There was never any question that I love books. Some of my earliest memories are Mom reading me fairy tales, me attempting to “read” to my baby sister, and the magical day I discovered the school library in kindergarten.
And there wasn’t much question that I was a writer. Mom’s nickname for me was Ink-Spot. My hands and clothes were perpetually stained from the hours I spent scribbling in journals and spiral notebooks with cheap ballpoint pens. Before I could write, I did my storytelling through Barbie dolls. You would not believe the plot twists that went down at the Dream House. In school, I was known for writing. If there was a geography lesson, I failed. If there was a math test, I cried under my desk. But if there was an essay? I lost count of the times a proud teacher would read one of my paragraphs—or an entire paper—to the class. I knew in my bones I was a writer, I just wasn’t sure what to do with it (except, obviously, pen hundreds of tragically bad poems in my teenage years.)
Then, at a middle school slumber party, someone handed me a Jude Deveraux historical romance, one of the books from the Velvet series. That was the beginning.
Sexy men meeting their matches in smart, sassy women. Ballrooms! Pirate ships! The Scottish Highlands! I can’t tell you how many Jude Deveraux and Johanna Lindsey books I read after bedtime by flashlight. In high school, a friend added to my reading list Julie Garwood, who always made me laugh, and Judith McNaught, who always made me cry. After sobbing my way to the end of another McNaught historical, I knew that Jude, Johanna, Julie and Judith had led me to my destiny. I was going to be a romance writer. (I even saved up my babysitting money and bought a book called How To Write A Romance and Get it Published.) My mother suggested that, inevitable fame and fortune aside, I still go to college. Which I did, focusing on history. To assist with all my romance novel research.
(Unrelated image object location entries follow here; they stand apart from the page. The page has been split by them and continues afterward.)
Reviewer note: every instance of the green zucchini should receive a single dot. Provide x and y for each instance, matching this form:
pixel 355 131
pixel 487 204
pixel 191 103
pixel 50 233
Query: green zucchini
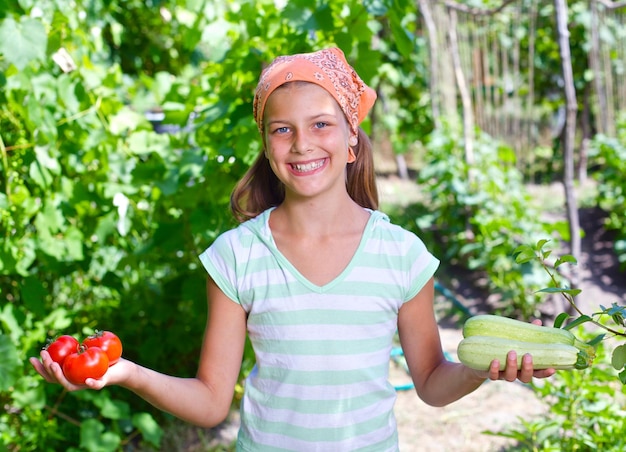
pixel 477 352
pixel 504 327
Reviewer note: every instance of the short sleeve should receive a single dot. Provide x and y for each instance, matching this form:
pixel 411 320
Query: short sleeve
pixel 423 266
pixel 220 263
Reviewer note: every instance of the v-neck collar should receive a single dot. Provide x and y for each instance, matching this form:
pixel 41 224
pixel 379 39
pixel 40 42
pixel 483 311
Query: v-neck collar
pixel 264 232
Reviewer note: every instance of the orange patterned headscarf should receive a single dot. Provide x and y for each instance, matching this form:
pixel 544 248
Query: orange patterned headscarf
pixel 327 68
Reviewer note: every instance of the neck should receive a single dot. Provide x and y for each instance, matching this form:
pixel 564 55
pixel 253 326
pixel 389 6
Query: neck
pixel 318 217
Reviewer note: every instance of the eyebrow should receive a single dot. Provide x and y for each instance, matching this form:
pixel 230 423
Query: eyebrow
pixel 311 118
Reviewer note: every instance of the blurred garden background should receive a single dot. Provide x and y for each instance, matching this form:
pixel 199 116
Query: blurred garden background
pixel 124 125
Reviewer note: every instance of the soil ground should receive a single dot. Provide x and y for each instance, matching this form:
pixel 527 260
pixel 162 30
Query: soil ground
pixel 495 406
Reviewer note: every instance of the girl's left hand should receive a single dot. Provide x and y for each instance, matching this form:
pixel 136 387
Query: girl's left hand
pixel 511 373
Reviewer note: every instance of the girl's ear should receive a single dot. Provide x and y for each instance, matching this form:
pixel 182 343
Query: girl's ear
pixel 351 155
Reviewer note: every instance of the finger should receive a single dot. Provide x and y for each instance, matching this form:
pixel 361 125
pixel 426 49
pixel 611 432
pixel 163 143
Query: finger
pixel 494 370
pixel 544 373
pixel 41 370
pixel 510 373
pixel 526 372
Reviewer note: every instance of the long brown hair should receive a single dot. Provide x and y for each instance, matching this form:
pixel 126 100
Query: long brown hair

After graduation and getting married, I joined Romance Writers of America and learned a lot about the business side of publishing. Still, I couldn’t sell any of my historical romances. What was I doing wrong? Did my writing suck? Were my London Regencies not original enough? Was it because my name didn’t start with J?! I was fortunate enough to final in several unpublished contests and get my work in front of judging editors, but I never won. I came close in 2000, when an editor placed me second and left the margin note “strong writing, but not a historical voice.”
HOW COULD I NOT HAVE A HISTORICAL VOICE? I’d been mainlining historicals for years and had been fantasizing about my historical romance career since I was sixteen. (I love historical romances to this day, btw, and am currently reading books by both James, Eloisa and Jenkins, Beverly.) But after several years of being told no, I began to wonder. Trying desperately to find a place for myself in the market, I began reading many different subgenres. I read some good books, but nothing really cut through my frustration and confusion. Until.
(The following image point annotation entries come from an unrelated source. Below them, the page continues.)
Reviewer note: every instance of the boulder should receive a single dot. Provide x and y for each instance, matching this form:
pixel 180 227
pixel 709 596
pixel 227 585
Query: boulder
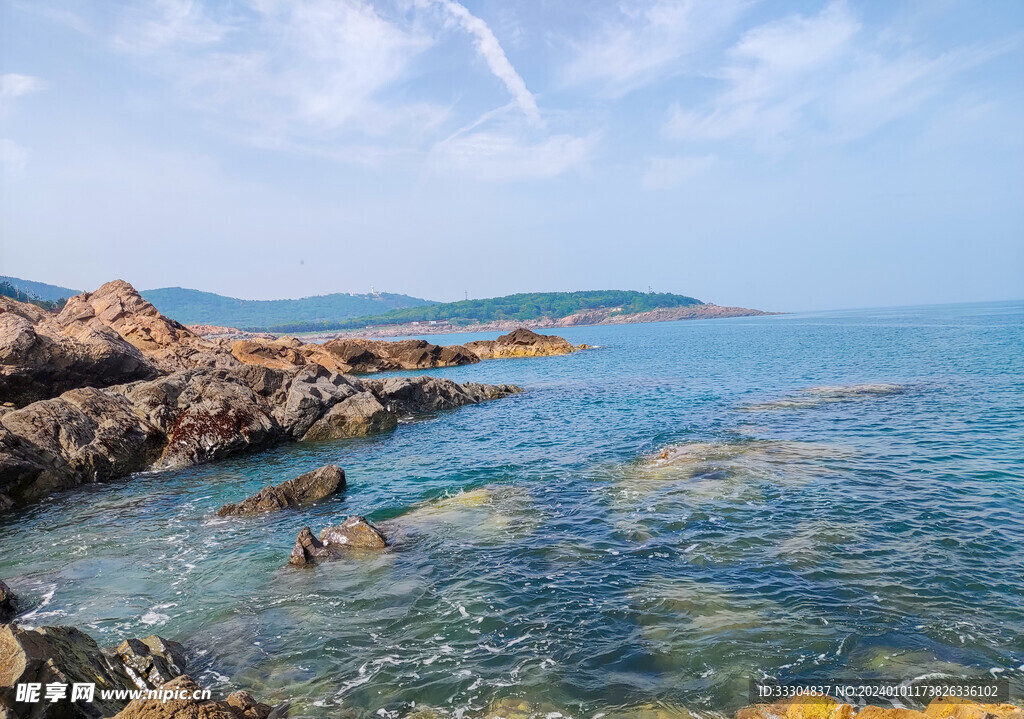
pixel 357 416
pixel 305 489
pixel 354 533
pixel 68 656
pixel 181 705
pixel 95 433
pixel 520 343
pixel 8 603
pixel 166 343
pixel 40 358
pixel 151 662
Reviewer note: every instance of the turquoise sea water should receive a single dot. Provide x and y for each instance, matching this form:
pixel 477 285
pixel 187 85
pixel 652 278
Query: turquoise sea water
pixel 542 550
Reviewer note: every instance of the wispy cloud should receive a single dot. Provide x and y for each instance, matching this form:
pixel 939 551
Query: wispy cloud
pixel 492 51
pixel 648 41
pixel 498 156
pixel 664 173
pixel 811 77
pixel 14 85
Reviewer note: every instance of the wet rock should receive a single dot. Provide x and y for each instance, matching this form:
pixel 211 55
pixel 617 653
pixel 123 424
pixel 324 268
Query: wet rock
pixel 305 489
pixel 239 705
pixel 151 662
pixel 200 415
pixel 419 394
pixel 354 533
pixel 520 343
pixel 8 603
pixel 205 414
pixel 357 416
pixel 68 656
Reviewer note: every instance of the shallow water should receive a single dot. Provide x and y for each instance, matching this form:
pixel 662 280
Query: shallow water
pixel 655 520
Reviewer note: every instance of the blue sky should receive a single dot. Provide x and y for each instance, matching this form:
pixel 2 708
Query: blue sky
pixel 778 155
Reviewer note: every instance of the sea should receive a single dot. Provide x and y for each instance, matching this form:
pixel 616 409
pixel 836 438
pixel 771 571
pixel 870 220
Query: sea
pixel 651 524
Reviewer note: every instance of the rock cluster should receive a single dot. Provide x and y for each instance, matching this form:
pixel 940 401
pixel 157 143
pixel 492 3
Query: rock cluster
pixel 195 416
pixel 302 490
pixel 354 533
pixel 521 343
pixel 68 656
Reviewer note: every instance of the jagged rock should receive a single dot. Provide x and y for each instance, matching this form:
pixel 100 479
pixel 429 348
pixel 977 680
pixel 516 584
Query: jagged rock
pixel 40 358
pixel 357 416
pixel 8 603
pixel 413 394
pixel 166 343
pixel 205 414
pixel 520 343
pixel 313 390
pixel 200 415
pixel 151 662
pixel 239 705
pixel 68 656
pixel 95 433
pixel 304 489
pixel 354 533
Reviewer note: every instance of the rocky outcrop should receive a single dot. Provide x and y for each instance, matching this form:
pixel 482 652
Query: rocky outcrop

Jennifer Crusie. (Fine, I have a thing for Js. Just ask my husband. Jarrad.)
Sidenote that isn’t as random as it seems: I remember being delighted while watching the Season 4 Buffy the Vampire Slayer finale “Restless,” written by Joss Whedon. The whole episode is bizarre dream sequences, and I literally told my husband, “This is what it’s like inside my head!” (To which he replied, “You frighten me.”)
The first time I read a contemporary romance by Jennifer Crusie, I had that same feeling of joyous identification. Beyond her storylines or sexy banter, there was something in the rhythm and cadence of her words that spoke to me, that felt like the more sophisticated version of how my brain works, or at least aspires to work. After falling madly in love with her books, I was no longer too stubborn or too scared to try something new. Instead, I was inspired.
My first book, a contemporary romantic comedy, was released in 2003, and I’ve now published/sold almost fifty books and novellas.
I found my voice and achieved my dream through a lot of trial and error–but it was other authors’ voices that inspired me in the first place and motivated me to keep trying. Thank you Jude, Johanna, Julie, Judith, Joss, and Jenny.
(Author’s note: Obviously I don’t only read books by people with J names—my love for Kresley Cole is well documented—but I must say, Jeanette Grey continues the glorious tradition of J-awesomeness. Don’t miss her upcoming contemporary romance Eight Ways to Ecstasy.)